Okay, EA's got to be straight-out trolling at this point, right?
posted by kagredon at 9:58 AM on April 3, 2013 [1 favorite]


It cracks me up that the electric recharging stations which provide power to electric cars do not require electricity.
posted by Holy Zarquon's Singing Fish at 10:16 AM on April 3, 2013 [4 favorites]


God if I was a SimCity dev I'd risk getting fired just to put in an Easter egg claiming the Nissan docking station ran on internet outrage.
posted by griphus at 10:39 AM on April 3, 2013 [4 favorites]


I swear to god on my eyes it is like EA is rolling around the floor laughing as they keep anteing up the bets for "how big of a shit can we take in our customer's mouths and have them keep coming back begging for more" because the people do keep coming back for more no matter how big the shits get. There is going to be someone in the corner who is basically cannonballing schnapps, peanuts and creamed corn right now just to see what will happen in 24-48 hours.

It beggars belief.

At some point they are going to look up and say, "oh my god, this must be how the Republican party feels! THIS IS FUCKING AMAZING"
posted by seanmpuckett at 10:47 AM on April 3, 2013 [4 favorites]


Libertarian Utopia - 1,801,800 people, all zoned residential, no public services.

Roller Coaster Simulator

SimCity pedestrians 'teleport' to keep the game fun - GDC talk by Dan Moskowitz, Senior Software Engineer at Maxis
posted by the_artificer at 5:31 PM on April 4, 2013




For the record, I have always-on broadband in Janesville, WI, Manveer Heir notwithstanding. (He says he worked at Raven in Madison, which is how he knows the name.) There are some nearby rural areas that don't, though.
posted by dhartung at 11:58 PM on April 4, 2013


Oh, please make an always-on console, Microsoft. Between that and the near-invisible Wii U, it's time for Sony to retake the lead in the console wars.

If only they would show the goddamn hardware already.
posted by zombieflanders at 5:06 AM on April 5, 2013 [1 favorite]

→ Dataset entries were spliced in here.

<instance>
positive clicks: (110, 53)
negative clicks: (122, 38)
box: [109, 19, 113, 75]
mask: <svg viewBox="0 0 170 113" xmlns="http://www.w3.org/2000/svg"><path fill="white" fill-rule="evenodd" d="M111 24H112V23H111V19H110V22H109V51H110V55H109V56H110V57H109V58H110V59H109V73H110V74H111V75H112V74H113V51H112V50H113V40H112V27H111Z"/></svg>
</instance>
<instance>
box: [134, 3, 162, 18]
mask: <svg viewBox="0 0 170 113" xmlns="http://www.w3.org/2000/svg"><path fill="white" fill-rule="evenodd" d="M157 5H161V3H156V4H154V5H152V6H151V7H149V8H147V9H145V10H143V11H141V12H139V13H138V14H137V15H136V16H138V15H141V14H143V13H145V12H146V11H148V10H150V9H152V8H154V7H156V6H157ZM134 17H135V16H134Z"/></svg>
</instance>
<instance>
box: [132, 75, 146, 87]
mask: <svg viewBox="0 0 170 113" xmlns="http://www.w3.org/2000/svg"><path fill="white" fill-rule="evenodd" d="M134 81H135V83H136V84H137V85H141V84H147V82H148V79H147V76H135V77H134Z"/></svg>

I'm quite excited for the PS4, and I'd decided several years ago that consoles just didn't make sense any more. I think Apple has actually made a good case for consoles, in that with a closed ecosystem you get a lot of predictability, stability and reliability -- thus developers are free to concentrate on much more on content and less on compatibility. Sony is running with this idea, in a Big Iron (or Big Silicon) kind of way, with the knowledge that if they make their box easy to make games for, then there will be a lot of games for it.

So if the PS4 is going to be like the home console version of the App Store with better curation and decent discovery, but also with the App Store's rock-solid delivery mechanism and a bunch of $60 AAA titles and a whole lot of creative interesting $10 Indie titles, then I think they'll have found the perfect path for the next decade.

I do hope Apple does open up a store for the Apple TV though. Because there's a lot of possibility there for comparatively low tech, low content big screen gaming at the $1-$5 price point.

I see no reason why this wouldn't co-exist marvellously with a PS4 in my living room.
posted by seanmpuckett at 5:49 AM on April 5, 2013


I have always-on broadband, but it goes out when the power does, which happens way more frequently than it should. I've been meaning to call my ISP about that, actually.
posted by ODiV at 7:57 AM on April 5, 2013


My cable internet died sometime yesterday while I was at work - power's fine, connections seem fine, it's just...not finding a connection.

Called, they have to send me a new modem via express mail, so presumably I'll be sans internet all weekend. Still played Borderlands for a few hours yesterday.

Screw always-on, real life has a way of screwing that up.